“Waltz # 2” might be Elliot Smith’s most enduring (and with the exception of “Miss Misery”) his most popular as well.
It’s also a song that seems like it’s existed forever and is timeless. It exists in its own universe as a song, yet it is familiar. It’s the sound of Civil War-era Ball, of an evening dance in Vienna. Even if you’ve never heard “Waltz # 2” before, you swear to yourself that you have. The synching of the piano and the guitars playing the same hummable melody ensure that once you hear it, you’ll never forget it.
“Waltz #2”’s sweet melody is betrayed, but the bitterness of the lyrics. Smith seem s to be pinpointing his anger towards his mother, and new husband – “That’s the man that she’s married to now
That’s the girl that he takes around town” The rejection cannot be denied. The closing lines of the song – “I’m never going to know you now But I’m going to love you anyhow,” echo the opening l lines of John Lennon’s “Mother”. Both songwriters are pleading for the attention of their mother, but are denied through different forms of abandonment. In Lennon’s case, his mother died during a car accident when he was 17, and Smith feels the pressure of a new step-father in the song. He doesn’t like that his new man is interfering with his life – “Tell Mr. Man with the impossible plans to leave me alone.”

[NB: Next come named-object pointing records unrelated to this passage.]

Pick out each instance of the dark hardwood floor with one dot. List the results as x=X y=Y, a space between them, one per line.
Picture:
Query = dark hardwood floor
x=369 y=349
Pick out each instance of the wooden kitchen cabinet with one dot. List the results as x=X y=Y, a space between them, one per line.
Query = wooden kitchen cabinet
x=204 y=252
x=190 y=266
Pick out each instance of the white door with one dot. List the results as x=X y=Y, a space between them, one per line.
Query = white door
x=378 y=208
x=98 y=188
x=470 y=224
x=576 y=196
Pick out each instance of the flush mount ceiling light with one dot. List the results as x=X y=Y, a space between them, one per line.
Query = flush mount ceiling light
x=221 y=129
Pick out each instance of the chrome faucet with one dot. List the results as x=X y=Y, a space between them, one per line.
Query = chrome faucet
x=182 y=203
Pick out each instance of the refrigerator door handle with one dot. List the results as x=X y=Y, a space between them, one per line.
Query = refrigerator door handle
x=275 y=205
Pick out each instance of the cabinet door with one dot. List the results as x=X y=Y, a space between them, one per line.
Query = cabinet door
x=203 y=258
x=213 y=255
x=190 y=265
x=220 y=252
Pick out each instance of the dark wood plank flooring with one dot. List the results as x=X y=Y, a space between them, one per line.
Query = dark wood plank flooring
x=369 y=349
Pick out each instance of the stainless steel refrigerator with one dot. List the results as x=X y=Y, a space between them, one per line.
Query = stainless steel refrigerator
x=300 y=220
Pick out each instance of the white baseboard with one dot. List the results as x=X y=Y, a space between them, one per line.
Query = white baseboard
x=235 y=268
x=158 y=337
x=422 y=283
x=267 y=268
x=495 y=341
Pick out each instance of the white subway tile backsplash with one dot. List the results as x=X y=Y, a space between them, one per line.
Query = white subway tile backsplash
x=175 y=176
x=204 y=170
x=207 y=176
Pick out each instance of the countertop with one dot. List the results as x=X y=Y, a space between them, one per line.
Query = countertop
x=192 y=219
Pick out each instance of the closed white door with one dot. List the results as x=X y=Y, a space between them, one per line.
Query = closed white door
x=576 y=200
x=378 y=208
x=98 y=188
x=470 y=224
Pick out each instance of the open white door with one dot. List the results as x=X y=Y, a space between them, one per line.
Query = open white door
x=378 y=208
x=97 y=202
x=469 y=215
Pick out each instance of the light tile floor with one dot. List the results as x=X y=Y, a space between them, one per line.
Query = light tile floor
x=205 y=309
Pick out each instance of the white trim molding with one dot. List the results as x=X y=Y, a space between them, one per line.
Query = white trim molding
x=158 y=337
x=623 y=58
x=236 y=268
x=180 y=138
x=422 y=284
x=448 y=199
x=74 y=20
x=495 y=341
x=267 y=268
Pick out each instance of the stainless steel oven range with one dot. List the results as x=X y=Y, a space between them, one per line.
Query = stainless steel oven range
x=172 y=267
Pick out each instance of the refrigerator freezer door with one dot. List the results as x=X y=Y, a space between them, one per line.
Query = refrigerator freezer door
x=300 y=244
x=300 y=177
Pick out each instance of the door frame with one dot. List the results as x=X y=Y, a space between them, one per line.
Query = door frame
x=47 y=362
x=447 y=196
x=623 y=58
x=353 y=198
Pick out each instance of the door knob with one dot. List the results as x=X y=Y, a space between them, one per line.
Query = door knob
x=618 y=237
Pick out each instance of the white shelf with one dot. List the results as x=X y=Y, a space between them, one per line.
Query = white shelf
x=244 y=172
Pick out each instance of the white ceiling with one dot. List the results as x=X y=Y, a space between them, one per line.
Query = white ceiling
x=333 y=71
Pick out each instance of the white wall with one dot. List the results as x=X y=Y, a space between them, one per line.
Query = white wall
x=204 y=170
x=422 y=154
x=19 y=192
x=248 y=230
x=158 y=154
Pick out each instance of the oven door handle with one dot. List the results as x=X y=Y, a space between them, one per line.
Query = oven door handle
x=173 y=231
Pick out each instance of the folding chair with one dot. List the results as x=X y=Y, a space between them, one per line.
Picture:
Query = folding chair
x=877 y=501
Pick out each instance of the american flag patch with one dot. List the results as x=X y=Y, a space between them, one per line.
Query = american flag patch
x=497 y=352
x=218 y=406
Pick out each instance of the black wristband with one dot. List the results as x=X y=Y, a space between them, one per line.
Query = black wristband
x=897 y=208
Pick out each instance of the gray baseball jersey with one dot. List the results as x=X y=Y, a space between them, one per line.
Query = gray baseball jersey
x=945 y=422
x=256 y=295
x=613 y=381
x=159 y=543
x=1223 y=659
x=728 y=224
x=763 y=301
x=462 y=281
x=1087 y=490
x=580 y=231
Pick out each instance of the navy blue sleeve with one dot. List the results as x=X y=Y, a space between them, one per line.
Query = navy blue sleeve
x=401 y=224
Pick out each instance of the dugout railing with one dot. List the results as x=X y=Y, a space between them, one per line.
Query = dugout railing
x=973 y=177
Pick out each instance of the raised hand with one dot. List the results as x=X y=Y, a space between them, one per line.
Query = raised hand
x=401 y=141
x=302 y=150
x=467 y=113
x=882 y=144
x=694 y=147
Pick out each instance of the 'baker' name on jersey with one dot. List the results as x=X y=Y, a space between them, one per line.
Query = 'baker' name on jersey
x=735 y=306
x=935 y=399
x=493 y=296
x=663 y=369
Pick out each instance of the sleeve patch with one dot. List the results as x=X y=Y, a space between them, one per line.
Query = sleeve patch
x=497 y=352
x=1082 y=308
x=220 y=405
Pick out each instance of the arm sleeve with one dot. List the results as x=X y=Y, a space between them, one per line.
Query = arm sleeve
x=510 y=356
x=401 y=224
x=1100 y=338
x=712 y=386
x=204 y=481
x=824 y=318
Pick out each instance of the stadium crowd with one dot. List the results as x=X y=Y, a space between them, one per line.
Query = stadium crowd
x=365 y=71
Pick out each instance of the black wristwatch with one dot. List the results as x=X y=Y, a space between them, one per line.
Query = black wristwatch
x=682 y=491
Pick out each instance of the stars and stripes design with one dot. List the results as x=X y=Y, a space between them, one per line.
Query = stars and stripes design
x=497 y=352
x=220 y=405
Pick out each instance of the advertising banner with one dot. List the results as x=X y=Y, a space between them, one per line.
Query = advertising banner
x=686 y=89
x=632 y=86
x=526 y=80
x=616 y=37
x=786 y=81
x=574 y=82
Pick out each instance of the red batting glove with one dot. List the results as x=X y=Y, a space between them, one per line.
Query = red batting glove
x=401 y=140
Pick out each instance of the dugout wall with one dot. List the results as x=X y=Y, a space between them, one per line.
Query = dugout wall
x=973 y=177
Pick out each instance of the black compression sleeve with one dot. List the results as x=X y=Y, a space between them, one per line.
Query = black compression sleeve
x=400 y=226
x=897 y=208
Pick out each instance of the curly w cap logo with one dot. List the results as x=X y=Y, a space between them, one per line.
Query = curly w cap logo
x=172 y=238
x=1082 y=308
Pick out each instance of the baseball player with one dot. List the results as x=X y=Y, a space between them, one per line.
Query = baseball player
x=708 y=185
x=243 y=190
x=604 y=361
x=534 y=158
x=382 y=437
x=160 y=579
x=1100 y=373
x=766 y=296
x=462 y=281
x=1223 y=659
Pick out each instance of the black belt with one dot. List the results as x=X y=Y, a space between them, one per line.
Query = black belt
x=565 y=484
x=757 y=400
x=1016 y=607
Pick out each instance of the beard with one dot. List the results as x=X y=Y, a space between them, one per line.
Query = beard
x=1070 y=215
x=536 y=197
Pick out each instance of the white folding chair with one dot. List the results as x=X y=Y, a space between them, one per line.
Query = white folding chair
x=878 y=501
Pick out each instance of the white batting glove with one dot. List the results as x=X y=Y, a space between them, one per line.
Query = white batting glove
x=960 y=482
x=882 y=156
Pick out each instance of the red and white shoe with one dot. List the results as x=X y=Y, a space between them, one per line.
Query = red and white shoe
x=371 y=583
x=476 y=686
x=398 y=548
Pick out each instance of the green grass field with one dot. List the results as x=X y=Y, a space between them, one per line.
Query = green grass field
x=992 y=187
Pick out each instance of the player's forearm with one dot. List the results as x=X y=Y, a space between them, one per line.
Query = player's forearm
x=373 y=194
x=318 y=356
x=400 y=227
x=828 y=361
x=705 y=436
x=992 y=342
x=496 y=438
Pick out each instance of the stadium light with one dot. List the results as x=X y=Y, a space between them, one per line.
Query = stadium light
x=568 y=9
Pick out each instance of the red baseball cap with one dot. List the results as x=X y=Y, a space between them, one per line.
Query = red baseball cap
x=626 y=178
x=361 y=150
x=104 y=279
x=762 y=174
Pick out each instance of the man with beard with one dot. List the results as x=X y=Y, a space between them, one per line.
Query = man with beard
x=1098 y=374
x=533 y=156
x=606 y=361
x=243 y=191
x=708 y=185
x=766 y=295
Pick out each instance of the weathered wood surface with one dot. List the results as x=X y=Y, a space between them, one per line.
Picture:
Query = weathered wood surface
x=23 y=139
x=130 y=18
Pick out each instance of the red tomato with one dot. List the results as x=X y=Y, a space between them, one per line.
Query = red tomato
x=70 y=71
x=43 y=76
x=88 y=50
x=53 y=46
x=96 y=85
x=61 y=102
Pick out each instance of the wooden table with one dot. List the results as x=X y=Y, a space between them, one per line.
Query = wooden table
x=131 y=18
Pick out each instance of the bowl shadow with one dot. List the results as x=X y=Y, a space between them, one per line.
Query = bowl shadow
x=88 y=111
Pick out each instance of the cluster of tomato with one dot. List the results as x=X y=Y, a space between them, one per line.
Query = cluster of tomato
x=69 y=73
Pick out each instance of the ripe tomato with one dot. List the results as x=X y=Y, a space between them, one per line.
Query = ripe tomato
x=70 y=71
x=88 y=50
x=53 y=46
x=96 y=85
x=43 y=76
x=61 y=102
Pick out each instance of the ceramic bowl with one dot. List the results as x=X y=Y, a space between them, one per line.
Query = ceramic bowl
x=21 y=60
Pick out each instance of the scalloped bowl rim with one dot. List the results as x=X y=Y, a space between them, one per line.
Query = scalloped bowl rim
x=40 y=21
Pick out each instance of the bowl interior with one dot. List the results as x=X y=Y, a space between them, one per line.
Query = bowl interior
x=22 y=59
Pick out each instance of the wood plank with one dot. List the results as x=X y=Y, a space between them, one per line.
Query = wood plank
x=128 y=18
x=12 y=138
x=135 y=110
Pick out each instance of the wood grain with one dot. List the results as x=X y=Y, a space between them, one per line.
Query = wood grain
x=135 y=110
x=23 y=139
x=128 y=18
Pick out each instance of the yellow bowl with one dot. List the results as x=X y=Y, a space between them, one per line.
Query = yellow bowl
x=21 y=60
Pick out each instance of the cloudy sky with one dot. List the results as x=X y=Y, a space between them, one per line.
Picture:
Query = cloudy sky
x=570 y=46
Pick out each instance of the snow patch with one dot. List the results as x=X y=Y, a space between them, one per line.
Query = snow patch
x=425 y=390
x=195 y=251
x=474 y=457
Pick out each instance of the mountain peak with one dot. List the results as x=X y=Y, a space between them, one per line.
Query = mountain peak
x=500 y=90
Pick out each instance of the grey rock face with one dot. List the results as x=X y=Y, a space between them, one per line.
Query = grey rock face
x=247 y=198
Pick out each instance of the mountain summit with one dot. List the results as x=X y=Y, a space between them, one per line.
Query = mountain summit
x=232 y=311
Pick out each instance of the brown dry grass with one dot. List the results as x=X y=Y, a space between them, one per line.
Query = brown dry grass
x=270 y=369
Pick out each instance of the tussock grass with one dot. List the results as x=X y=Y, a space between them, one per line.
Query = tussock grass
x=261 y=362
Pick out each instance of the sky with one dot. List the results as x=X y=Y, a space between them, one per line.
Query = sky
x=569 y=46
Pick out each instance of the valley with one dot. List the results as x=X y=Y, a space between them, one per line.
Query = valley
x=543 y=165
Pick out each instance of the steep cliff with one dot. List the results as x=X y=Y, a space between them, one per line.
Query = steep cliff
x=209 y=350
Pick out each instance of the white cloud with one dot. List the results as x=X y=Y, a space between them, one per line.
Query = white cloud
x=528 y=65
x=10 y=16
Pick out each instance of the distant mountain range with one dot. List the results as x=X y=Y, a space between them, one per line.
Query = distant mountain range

Smith’s left to wonder if his mother is happy or not. She appears to have him “like a dead china doll”. She appears composed and fakes having a stable marriage in public – but can anyone be so sure? It might all be a lie, to save face. A wedge has clearly been place in the relationship, one that might not be able to be repaired. Yet, he’s not entirely bitter even if the relationship is breaking. “I’ll never know you now,” Smith pleads. “But I’m gonna love you anyhow.”